Figure 7 shows another example of how well the model works in the case of images that contain many internal layers. In this figure, the original image contains many layers. Towards the bottom of the image, the ground-truth labeled data miss tracking a couple of layers but our model (Figs b and c) is able to detect them. However, our model does fail to predict the very last bottom layer.
6.1. Quantitative results
To evaluate our results quantitatively, we have used three different metrics; The Optimal Dataset Scale (ODS) or best F-measure on the dataset for a fixed scale, the Optimal Image Scale (OIS) or aggregate F-measure on the dataset for the best scale in each image, and the Average Precision (AP) on the full recall range (equivalently, the area under the precision-recall curve) (Arbelaez and others, Reference Arbelaez, Maire, Fowlkes and Malik2011). Table 1 shows the quantitative results for all three experiments with the three aforementioned metrics (ODS, OIS, AP) for all side-outputs as well as the fuse layer. The first column in Table 1 presents the results for transfer learning in which the model is trained on the BSDS500 dataset, and tested on the real test data. The second column shows the result of the model trained on the synthetic ice data (SYNT_ICE), and tested on the real test data. The final column shows the result of training the model on real data and evaluated on the real test data. As we can see in Table 1, the third experiment (ICE) shows the most accurate results compared to the other two experiments (BSDS and SYNT). Also the fusion of all side-outputs (Fuse) presents the most accurate result compared to each individual side-output.
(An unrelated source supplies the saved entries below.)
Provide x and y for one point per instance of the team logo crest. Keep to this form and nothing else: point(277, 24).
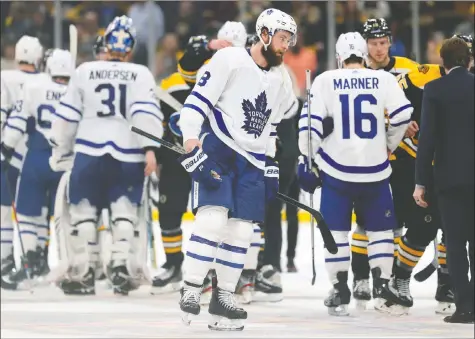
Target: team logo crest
point(256, 116)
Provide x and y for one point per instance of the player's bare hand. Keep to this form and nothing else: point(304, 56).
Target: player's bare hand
point(190, 145)
point(412, 129)
point(419, 196)
point(216, 44)
point(150, 163)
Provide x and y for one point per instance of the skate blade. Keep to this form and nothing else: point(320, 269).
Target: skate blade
point(218, 323)
point(170, 288)
point(339, 311)
point(267, 297)
point(444, 308)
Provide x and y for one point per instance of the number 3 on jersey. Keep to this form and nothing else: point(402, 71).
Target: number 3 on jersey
point(109, 101)
point(358, 116)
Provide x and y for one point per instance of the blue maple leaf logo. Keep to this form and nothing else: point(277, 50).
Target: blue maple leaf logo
point(256, 116)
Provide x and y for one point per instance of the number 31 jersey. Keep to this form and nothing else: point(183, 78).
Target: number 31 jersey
point(103, 100)
point(356, 99)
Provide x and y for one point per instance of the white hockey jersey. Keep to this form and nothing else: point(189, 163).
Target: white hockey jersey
point(103, 100)
point(40, 101)
point(12, 87)
point(356, 99)
point(244, 103)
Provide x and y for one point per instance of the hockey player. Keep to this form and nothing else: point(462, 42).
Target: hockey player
point(378, 37)
point(353, 162)
point(229, 129)
point(37, 184)
point(419, 235)
point(28, 54)
point(103, 99)
point(175, 182)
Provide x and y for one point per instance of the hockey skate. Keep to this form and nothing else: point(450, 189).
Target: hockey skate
point(226, 315)
point(340, 296)
point(189, 302)
point(245, 287)
point(361, 293)
point(446, 300)
point(268, 286)
point(168, 280)
point(209, 282)
point(85, 286)
point(7, 269)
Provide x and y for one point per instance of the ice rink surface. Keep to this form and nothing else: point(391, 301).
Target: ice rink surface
point(47, 313)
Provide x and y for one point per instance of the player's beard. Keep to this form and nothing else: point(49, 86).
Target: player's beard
point(272, 57)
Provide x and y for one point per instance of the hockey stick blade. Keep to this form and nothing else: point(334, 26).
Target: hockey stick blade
point(327, 236)
point(424, 274)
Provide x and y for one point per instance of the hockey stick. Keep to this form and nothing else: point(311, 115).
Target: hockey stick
point(328, 239)
point(309, 160)
point(425, 273)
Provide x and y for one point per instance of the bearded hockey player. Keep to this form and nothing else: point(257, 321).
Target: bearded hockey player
point(378, 37)
point(175, 183)
point(110, 162)
point(229, 130)
point(353, 162)
point(28, 54)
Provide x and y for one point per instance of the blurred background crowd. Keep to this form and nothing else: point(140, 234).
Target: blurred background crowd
point(164, 27)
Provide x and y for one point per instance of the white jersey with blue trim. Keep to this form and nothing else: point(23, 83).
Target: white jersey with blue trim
point(103, 100)
point(243, 102)
point(40, 100)
point(12, 85)
point(356, 99)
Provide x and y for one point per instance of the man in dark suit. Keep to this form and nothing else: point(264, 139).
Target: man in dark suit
point(447, 140)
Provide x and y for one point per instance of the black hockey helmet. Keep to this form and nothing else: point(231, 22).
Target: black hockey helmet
point(376, 28)
point(468, 40)
point(98, 46)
Table 2 shows the result of the three experiments in comparison to a traditional edge detection technique (Canny) using the three different metrics. We can see in this table that the deep learning results, especially the ICE experiments, show more accurate results compared to the traditional edge detection technique (Canny). We also used the precision-recall curve where the green line shows the value for F-measure. Figure 8 shows the precision-recall curve for all side-outputs for our ICE experiment. We can see in this figure that the Fuse result depicts a closer curve to the labeled data (green point).
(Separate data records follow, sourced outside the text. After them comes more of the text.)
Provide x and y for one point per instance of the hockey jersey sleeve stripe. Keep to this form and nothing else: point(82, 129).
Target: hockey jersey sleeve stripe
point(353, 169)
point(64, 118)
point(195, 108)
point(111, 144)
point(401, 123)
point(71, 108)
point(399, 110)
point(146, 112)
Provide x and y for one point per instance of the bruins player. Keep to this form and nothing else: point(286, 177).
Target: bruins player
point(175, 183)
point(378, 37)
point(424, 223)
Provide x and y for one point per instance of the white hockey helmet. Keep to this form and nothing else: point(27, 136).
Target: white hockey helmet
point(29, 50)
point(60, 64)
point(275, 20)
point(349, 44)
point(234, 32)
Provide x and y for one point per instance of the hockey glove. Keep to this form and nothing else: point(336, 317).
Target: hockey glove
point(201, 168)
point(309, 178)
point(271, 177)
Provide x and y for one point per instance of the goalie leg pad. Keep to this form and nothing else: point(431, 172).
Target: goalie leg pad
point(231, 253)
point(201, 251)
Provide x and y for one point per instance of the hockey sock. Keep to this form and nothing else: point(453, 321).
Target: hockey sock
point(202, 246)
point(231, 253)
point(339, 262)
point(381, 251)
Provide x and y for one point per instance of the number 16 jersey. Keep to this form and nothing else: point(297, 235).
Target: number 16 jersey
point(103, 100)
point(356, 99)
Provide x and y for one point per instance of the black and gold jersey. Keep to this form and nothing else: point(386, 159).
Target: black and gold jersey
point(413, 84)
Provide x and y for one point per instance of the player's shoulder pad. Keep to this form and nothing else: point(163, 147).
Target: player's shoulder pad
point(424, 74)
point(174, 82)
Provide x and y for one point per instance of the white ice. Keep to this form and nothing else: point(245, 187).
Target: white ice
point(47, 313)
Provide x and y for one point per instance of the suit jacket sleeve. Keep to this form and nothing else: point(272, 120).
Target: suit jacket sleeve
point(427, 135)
Figure 9 shows the precision-recall curve for all three experiments in addition to the traditional edge detection technique. Here also the ICE experiment presents a closer curve to the labeled data.
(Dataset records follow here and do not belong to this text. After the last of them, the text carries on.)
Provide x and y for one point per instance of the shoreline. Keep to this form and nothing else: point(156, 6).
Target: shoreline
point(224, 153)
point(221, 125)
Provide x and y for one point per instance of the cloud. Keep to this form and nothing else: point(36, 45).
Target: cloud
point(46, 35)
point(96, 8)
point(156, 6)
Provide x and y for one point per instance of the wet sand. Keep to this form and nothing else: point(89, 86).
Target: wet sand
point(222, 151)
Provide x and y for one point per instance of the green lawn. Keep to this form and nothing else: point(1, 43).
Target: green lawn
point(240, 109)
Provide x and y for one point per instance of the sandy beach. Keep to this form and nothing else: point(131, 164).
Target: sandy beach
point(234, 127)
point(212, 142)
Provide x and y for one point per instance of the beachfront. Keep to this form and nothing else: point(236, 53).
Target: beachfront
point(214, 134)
7. Conclusion and discussion
In this work, we have studied a multi-scale deep learning model and various approaches to implement it for detecting ice layers in radar imagery. It is important to note that most of the well-known deep learning approaches work very well on optical images, but can not produce acceptable results for non-optical sensors especially in the presence of noise. The fact that deep learning models are not robust with respect to noise is discussed in various works (Heaven, Reference Heaven2019). In our experiments we have shown that transfer learning approaches do not work well for radar images, while training from scratch yields far better results. However, the latter requires annotated data provided by the domain experts. One way to avoid this would be to generate synthetic data. Although the synthetic data used for training in this work only loosely match the actual snow radar, the results indicate that synthetic data could be successfully used for training. Future work should explore training with synthetic data which matches the noise and signal statistics of the actual snow radar data. In the future, we plan to combine AI and physical models to expand the simulated dataset and therefore better train our network. We also plan to develop advanced noise removal technique based on deep learning. Calculating the actual thickness of ice layers from the neural network is also another direction of our research.
Acknowledgments
This work is supported by NSF BIGDATA awards (IIS-1838230, IIS-1838024), IBM and Amazon. Lynn Montgomery assisted in the use of the ground truth data. We also would like to thank Annals of Glaciology Associate Chief Editor Dr. Dustin Schroeder for handling our paper.